Neurological signs continue to be present immediately postsurgery, but improve with time, as reported in their follow up exams^{6,7,8,11,13,16}. In the medically managed cases, progressive improvement of clinical signs was noted^4,15.

Regardless of surgical or medical management, none of the cases made a complete recovery and a degree of neurological deficits was still present^{4,6,8,11,13,15,16}. One case report that followed up with the patient 11 months postsurgery stated that the patient still had residual paresis of the left thoracic limb¹³. Furthermore, one case that opted for medical management reported that 16 months after presentation, the patient was neurologically stable and continued to have a good quality of life¹⁵. Unfortunately, due to a lack of long-term follow-up reports, the current literature does not highlight the long-term implications of either surgical or medical management. 

Conclusion

In some of the reported cases, including this case, the microchip was placed by people that had not been trained to do so^4,13. Although it is best for licensed veterinarians, and people under supervision of licensed veterinarians, to implant microchips^3, it should be noted that anyone may implant a microchip inappropriately.

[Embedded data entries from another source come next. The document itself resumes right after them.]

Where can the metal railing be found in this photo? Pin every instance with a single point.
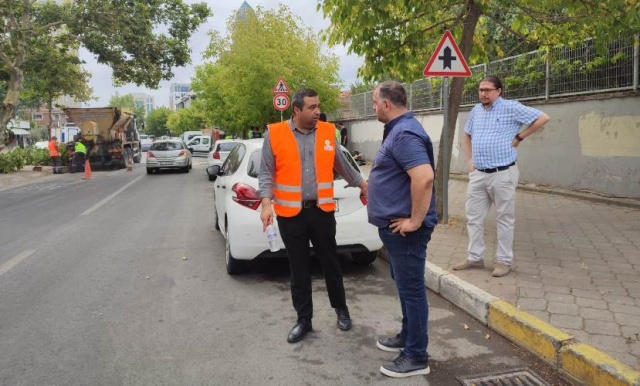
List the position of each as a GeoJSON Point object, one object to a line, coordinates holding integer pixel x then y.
{"type": "Point", "coordinates": [542, 74]}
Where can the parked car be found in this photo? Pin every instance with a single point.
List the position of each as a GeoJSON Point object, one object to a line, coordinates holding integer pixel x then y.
{"type": "Point", "coordinates": [238, 211]}
{"type": "Point", "coordinates": [187, 135]}
{"type": "Point", "coordinates": [168, 154]}
{"type": "Point", "coordinates": [200, 144]}
{"type": "Point", "coordinates": [220, 151]}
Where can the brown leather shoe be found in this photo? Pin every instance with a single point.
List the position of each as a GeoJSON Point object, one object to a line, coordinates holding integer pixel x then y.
{"type": "Point", "coordinates": [469, 265]}
{"type": "Point", "coordinates": [500, 270]}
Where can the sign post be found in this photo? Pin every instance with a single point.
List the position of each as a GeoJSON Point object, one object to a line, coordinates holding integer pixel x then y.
{"type": "Point", "coordinates": [446, 61]}
{"type": "Point", "coordinates": [281, 99]}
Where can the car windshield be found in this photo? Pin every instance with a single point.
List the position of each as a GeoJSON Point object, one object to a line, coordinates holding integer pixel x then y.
{"type": "Point", "coordinates": [253, 168]}
{"type": "Point", "coordinates": [226, 146]}
{"type": "Point", "coordinates": [166, 146]}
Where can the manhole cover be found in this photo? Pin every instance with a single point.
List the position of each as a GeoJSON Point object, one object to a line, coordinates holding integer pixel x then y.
{"type": "Point", "coordinates": [520, 377]}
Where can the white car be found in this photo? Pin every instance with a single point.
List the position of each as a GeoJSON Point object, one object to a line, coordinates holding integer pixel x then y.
{"type": "Point", "coordinates": [238, 211]}
{"type": "Point", "coordinates": [200, 144]}
{"type": "Point", "coordinates": [168, 154]}
{"type": "Point", "coordinates": [220, 151]}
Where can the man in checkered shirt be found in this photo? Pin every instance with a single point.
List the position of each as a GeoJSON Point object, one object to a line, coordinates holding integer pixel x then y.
{"type": "Point", "coordinates": [492, 136]}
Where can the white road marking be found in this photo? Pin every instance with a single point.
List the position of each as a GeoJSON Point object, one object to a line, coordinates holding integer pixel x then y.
{"type": "Point", "coordinates": [4, 268]}
{"type": "Point", "coordinates": [108, 198]}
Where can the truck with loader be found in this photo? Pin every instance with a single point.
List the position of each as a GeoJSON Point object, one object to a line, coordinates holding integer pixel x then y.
{"type": "Point", "coordinates": [110, 135]}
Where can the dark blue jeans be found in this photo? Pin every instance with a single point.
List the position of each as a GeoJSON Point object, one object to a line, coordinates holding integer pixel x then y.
{"type": "Point", "coordinates": [407, 256]}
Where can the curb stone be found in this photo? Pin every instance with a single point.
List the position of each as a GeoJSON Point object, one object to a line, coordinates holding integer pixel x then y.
{"type": "Point", "coordinates": [581, 362]}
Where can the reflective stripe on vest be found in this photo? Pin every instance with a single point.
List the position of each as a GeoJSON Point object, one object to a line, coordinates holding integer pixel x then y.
{"type": "Point", "coordinates": [80, 148]}
{"type": "Point", "coordinates": [287, 189]}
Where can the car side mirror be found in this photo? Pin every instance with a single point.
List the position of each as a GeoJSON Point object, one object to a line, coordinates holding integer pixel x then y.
{"type": "Point", "coordinates": [213, 171]}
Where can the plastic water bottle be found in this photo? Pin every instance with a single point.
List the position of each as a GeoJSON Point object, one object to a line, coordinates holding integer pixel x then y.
{"type": "Point", "coordinates": [272, 236]}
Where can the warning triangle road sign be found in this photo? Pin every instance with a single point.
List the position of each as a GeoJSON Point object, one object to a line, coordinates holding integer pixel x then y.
{"type": "Point", "coordinates": [447, 60]}
{"type": "Point", "coordinates": [280, 87]}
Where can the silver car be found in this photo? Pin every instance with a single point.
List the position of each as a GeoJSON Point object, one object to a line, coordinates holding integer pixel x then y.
{"type": "Point", "coordinates": [168, 154]}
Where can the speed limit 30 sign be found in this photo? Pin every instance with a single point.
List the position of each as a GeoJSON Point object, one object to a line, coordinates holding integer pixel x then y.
{"type": "Point", "coordinates": [281, 102]}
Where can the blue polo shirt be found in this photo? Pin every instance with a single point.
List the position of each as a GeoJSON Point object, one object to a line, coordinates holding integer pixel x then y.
{"type": "Point", "coordinates": [405, 145]}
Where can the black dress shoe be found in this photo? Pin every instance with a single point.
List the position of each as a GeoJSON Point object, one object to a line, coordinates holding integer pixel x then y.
{"type": "Point", "coordinates": [298, 331]}
{"type": "Point", "coordinates": [344, 320]}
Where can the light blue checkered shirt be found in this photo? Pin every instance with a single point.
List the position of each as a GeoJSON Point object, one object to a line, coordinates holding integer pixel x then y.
{"type": "Point", "coordinates": [492, 131]}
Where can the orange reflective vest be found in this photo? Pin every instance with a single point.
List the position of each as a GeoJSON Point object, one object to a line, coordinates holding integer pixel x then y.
{"type": "Point", "coordinates": [287, 188]}
{"type": "Point", "coordinates": [53, 149]}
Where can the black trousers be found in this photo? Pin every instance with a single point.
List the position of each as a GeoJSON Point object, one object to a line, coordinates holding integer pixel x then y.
{"type": "Point", "coordinates": [319, 227]}
{"type": "Point", "coordinates": [77, 163]}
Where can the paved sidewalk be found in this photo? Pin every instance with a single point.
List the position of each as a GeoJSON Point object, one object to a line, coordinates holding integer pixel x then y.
{"type": "Point", "coordinates": [576, 265]}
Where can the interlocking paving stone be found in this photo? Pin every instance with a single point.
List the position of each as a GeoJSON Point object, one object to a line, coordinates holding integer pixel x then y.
{"type": "Point", "coordinates": [590, 249]}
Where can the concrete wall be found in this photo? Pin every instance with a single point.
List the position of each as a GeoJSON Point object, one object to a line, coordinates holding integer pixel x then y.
{"type": "Point", "coordinates": [589, 145]}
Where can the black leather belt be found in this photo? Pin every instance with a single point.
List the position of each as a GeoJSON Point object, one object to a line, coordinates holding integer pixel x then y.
{"type": "Point", "coordinates": [498, 169]}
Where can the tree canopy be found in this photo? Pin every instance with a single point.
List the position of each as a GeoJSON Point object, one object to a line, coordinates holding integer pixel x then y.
{"type": "Point", "coordinates": [156, 121]}
{"type": "Point", "coordinates": [127, 101]}
{"type": "Point", "coordinates": [140, 40]}
{"type": "Point", "coordinates": [188, 119]}
{"type": "Point", "coordinates": [397, 38]}
{"type": "Point", "coordinates": [234, 89]}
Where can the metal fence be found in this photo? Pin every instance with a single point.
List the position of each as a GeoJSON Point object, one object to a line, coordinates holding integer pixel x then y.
{"type": "Point", "coordinates": [542, 74]}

If it is suspected that a microchip has been placed near or within the vertebral canal, a thorough history, physical examination and neurological examination should be undertaken. An emphasis should be put on how quickly the clinical signs manifest and if clinical signs have progressed. It should be noted that in most cases, neck pain may not be discerned.

Radiographs and computed tomography should be used to precisely localise the microchip as well as assess neighbouring structures. Despite surgical or medical management, appropriate pain relief should be used, as well as have periodic follow ups to monitor recovery and improvement of clinical signs.

It is important to understand and for the owners to be made aware that, despite removal, it is unlikely that clinical signs will completely resolve. Furthermore, if surgical management is chosen, owners should be warned that clinical signs may worsen after microchip removal. However, it is important to note that, regardless of management choice, some improvement in clinical signs can be expected and patients can continue having a good quality of life.